Test your Kubernetes scheduling optimizations at scale without production risk.
KEMU enables safe experimentation with workload scheduling, GPU allocation strategies, and cluster capacity planning by creating emulated clusters with thousands of nodes using minimal hardware.
Built on Kind for control plane management and KWOK for node emulation, KEMU provides a single declarative configuration to bootstrap reproducible emulated environments in minutes.
Perfect for:
- Testing scheduler modifications before production deployment
- Validating GPU/resource allocation strategies across availability zones
- Capacity planning and workload right-sizing experiments
- CI/CD pipeline integration for automated testing
Read the blog post KEMU: A Declarative Approach to Emulating Kubernetes Clusters at Scale for a deep dive into KEMU's design, scheduling optimization use cases, and best practices.

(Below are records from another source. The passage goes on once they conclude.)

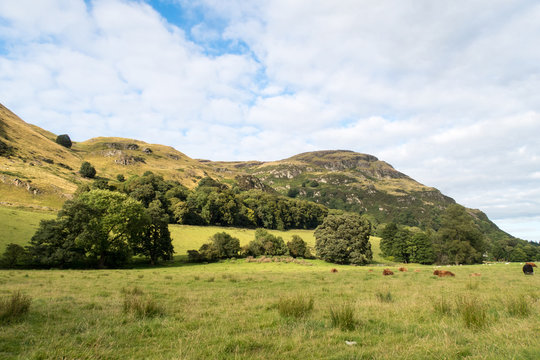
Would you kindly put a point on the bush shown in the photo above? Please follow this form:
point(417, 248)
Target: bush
point(343, 317)
point(87, 170)
point(266, 244)
point(14, 256)
point(64, 140)
point(298, 248)
point(344, 239)
point(14, 307)
point(297, 307)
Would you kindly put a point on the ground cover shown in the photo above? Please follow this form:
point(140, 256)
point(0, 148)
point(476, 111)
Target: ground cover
point(232, 310)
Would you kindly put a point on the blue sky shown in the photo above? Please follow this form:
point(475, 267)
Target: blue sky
point(446, 92)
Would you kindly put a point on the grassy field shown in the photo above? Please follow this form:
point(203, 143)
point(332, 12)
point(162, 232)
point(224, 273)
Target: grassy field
point(18, 226)
point(231, 310)
point(235, 309)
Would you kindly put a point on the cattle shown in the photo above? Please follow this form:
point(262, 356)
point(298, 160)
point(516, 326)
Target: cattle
point(528, 269)
point(441, 273)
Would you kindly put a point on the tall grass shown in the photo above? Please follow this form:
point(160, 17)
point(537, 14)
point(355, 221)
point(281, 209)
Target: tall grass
point(14, 307)
point(342, 317)
point(518, 306)
point(473, 312)
point(295, 307)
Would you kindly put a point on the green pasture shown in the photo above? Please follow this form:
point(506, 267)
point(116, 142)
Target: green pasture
point(229, 310)
point(18, 226)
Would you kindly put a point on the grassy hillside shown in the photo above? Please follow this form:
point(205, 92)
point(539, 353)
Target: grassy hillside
point(231, 310)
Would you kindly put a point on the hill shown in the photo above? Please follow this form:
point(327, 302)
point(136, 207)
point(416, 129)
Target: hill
point(37, 172)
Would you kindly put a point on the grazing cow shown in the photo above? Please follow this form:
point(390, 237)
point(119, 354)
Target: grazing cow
point(441, 273)
point(387, 272)
point(528, 269)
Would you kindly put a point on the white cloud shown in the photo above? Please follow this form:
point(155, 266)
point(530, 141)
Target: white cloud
point(444, 91)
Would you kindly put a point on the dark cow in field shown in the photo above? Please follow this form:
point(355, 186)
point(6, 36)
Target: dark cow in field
point(441, 273)
point(387, 272)
point(528, 268)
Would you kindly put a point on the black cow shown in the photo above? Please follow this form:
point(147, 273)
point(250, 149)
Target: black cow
point(528, 269)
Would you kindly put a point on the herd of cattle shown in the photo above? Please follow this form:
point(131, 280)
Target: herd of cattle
point(527, 270)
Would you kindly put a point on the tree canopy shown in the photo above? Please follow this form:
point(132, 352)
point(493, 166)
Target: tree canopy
point(344, 239)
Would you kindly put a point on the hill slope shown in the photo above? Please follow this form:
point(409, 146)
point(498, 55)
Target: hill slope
point(35, 171)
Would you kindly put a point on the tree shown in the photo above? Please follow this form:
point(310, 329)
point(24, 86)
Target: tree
point(459, 240)
point(155, 242)
point(387, 237)
point(226, 245)
point(421, 249)
point(298, 248)
point(64, 140)
point(344, 239)
point(87, 170)
point(14, 256)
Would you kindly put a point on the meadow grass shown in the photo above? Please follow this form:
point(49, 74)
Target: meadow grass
point(203, 314)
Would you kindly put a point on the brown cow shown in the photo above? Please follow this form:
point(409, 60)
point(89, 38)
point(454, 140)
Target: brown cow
point(441, 273)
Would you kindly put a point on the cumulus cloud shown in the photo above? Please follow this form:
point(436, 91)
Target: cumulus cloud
point(444, 91)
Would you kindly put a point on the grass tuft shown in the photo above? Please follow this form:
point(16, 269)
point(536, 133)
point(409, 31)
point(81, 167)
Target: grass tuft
point(14, 307)
point(518, 306)
point(142, 307)
point(384, 297)
point(296, 307)
point(343, 317)
point(473, 312)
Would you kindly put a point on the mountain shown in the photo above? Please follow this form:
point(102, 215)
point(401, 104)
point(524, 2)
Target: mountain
point(35, 171)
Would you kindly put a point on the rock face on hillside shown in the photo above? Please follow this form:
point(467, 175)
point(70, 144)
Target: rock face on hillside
point(338, 179)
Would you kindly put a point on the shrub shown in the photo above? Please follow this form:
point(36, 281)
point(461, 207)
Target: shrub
point(298, 248)
point(87, 170)
point(343, 317)
point(14, 307)
point(296, 307)
point(14, 255)
point(64, 140)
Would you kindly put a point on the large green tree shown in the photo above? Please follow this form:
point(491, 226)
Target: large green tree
point(344, 239)
point(459, 240)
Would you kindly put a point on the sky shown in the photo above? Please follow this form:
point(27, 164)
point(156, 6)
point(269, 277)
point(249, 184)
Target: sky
point(445, 91)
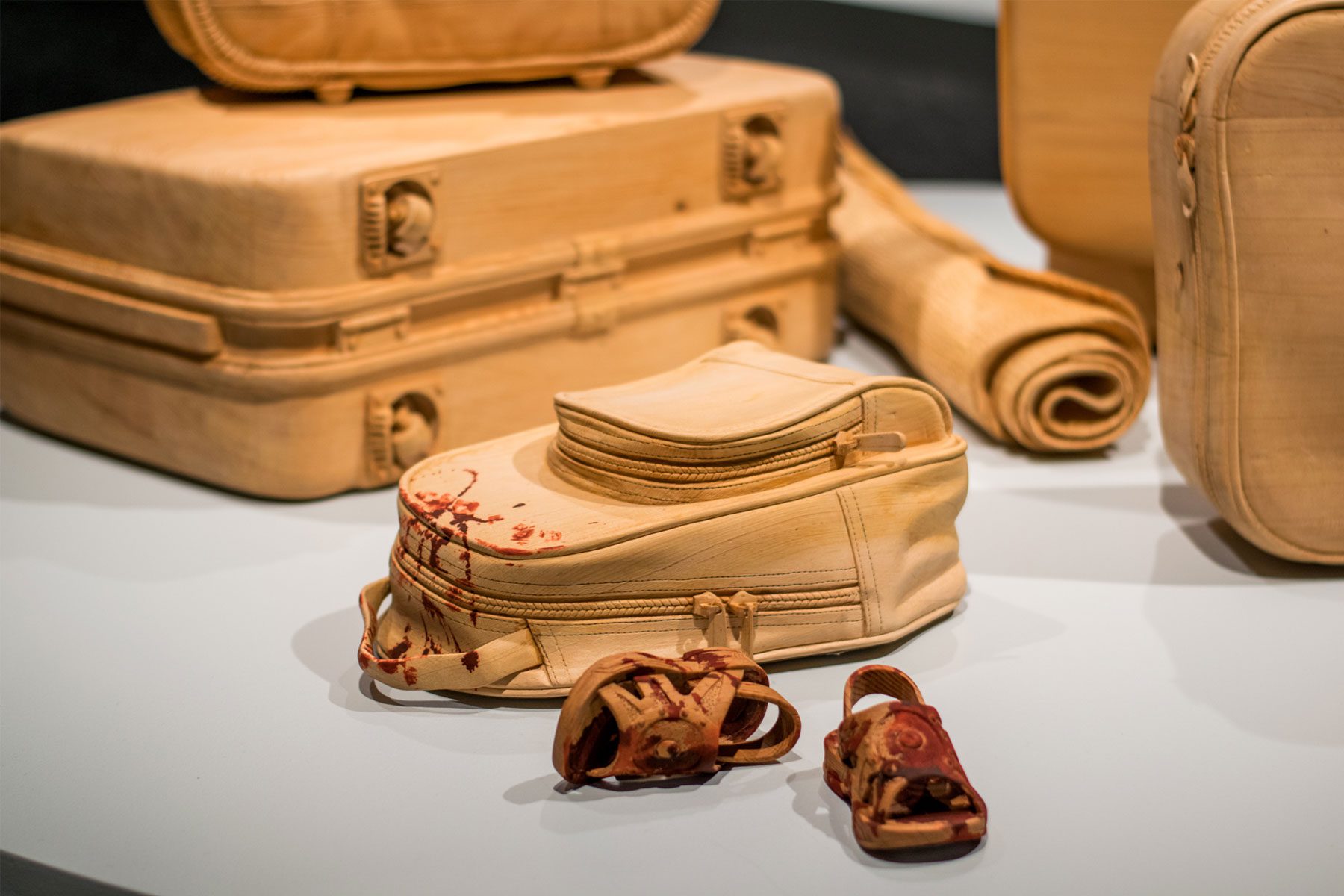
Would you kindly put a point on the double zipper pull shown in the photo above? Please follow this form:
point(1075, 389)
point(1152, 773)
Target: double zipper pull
point(848, 445)
point(717, 610)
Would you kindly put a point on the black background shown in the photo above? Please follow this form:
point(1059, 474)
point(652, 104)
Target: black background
point(920, 92)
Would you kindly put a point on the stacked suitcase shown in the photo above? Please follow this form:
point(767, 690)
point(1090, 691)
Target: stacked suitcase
point(293, 299)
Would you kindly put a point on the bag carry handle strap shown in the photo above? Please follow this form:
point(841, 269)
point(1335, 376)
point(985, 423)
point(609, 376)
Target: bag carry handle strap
point(772, 744)
point(468, 671)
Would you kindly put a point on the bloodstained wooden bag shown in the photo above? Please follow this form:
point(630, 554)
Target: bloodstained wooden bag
point(746, 500)
point(290, 300)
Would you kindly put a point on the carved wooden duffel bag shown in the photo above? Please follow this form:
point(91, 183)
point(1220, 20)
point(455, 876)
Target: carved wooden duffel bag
point(332, 46)
point(749, 500)
point(1074, 78)
point(293, 300)
point(1248, 172)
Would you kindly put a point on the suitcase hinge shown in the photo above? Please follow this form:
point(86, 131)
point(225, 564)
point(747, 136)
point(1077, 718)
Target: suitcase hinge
point(753, 152)
point(594, 285)
point(376, 328)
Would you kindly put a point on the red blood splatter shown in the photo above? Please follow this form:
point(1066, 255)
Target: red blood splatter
point(671, 707)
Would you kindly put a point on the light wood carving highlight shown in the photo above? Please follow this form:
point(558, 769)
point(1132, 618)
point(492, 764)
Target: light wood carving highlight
point(1248, 172)
point(293, 300)
point(1074, 78)
point(1039, 361)
point(712, 505)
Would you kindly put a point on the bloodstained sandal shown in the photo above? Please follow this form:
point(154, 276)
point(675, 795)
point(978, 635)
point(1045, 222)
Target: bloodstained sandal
point(897, 768)
point(638, 715)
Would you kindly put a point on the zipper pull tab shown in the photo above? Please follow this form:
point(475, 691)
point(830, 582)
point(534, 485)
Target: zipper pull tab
point(848, 445)
point(718, 633)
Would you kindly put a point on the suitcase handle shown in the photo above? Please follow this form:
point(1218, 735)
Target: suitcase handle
point(468, 671)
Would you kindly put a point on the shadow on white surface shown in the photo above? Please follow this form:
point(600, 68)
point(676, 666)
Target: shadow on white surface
point(573, 810)
point(329, 645)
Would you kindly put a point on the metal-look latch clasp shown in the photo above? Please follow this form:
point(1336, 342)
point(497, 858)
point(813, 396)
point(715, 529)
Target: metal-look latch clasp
point(717, 610)
point(850, 445)
point(594, 284)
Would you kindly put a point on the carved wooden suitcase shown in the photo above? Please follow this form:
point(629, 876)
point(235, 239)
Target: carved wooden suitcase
point(1074, 78)
point(1248, 172)
point(331, 46)
point(746, 500)
point(292, 300)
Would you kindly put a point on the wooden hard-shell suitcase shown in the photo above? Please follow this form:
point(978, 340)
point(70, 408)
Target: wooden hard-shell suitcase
point(1248, 172)
point(1074, 78)
point(290, 300)
point(746, 500)
point(332, 46)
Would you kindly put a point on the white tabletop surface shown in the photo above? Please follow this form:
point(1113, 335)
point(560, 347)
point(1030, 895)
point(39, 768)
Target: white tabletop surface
point(1147, 704)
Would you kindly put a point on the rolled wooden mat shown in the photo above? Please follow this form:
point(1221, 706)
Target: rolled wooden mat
point(1046, 361)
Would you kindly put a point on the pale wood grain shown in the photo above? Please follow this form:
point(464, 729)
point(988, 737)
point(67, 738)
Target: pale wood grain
point(1074, 78)
point(1250, 282)
point(499, 538)
point(190, 280)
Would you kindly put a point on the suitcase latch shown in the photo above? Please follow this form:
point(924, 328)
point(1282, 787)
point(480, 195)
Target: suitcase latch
point(594, 285)
point(753, 152)
point(396, 220)
point(376, 328)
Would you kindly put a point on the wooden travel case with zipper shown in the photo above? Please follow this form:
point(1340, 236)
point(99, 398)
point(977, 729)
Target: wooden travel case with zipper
point(332, 46)
point(1074, 78)
point(1248, 172)
point(746, 500)
point(293, 300)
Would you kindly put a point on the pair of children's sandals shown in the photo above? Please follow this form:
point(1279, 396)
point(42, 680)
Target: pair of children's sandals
point(638, 715)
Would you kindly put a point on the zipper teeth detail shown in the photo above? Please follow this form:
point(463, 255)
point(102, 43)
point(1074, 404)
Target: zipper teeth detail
point(1230, 26)
point(406, 575)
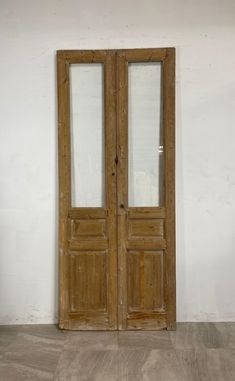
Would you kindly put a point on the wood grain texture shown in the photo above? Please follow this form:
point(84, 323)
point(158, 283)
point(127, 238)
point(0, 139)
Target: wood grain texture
point(169, 170)
point(88, 266)
point(117, 263)
point(148, 279)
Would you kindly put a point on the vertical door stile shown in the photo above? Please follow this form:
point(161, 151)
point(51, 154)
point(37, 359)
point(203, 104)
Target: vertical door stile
point(64, 180)
point(122, 181)
point(169, 158)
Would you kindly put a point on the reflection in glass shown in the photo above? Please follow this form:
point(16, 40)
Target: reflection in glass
point(87, 135)
point(145, 147)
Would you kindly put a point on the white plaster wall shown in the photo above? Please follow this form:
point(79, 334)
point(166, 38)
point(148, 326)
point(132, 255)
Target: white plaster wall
point(203, 32)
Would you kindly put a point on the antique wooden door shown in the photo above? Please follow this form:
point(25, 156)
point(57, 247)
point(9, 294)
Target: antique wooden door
point(116, 189)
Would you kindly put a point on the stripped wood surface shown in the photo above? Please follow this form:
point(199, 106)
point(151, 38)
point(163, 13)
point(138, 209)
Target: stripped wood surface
point(117, 263)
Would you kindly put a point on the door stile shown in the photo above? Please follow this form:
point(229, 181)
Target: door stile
point(157, 250)
point(64, 180)
point(122, 181)
point(169, 182)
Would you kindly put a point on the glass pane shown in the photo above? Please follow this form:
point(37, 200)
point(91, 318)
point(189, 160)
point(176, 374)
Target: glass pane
point(87, 135)
point(144, 134)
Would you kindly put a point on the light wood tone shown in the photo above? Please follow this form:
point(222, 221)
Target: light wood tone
point(117, 264)
point(169, 181)
point(88, 265)
point(146, 236)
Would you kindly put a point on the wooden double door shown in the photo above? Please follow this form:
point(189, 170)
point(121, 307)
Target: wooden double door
point(116, 189)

Setting up emulated clusters with Kind and KWOK requires juggling multiple tools, fragmented configurations, and custom scripts. Creating 1,000+ nodes with varying capacities and zone distribution quickly becomes overwhelming.
KEMU simplifies this by providing:
- Single-spec configuration - Define control plane, addons, and node topology in one YAML
- Reproducible clusters - Deterministic bootstrap for humans and CI systems
- Built-in addon support - Install schedulers, operators, and monitoring via Helm
- Minimal resources - Emulate 1,000+ GPU nodes on a laptop (typically 2-4GB RAM)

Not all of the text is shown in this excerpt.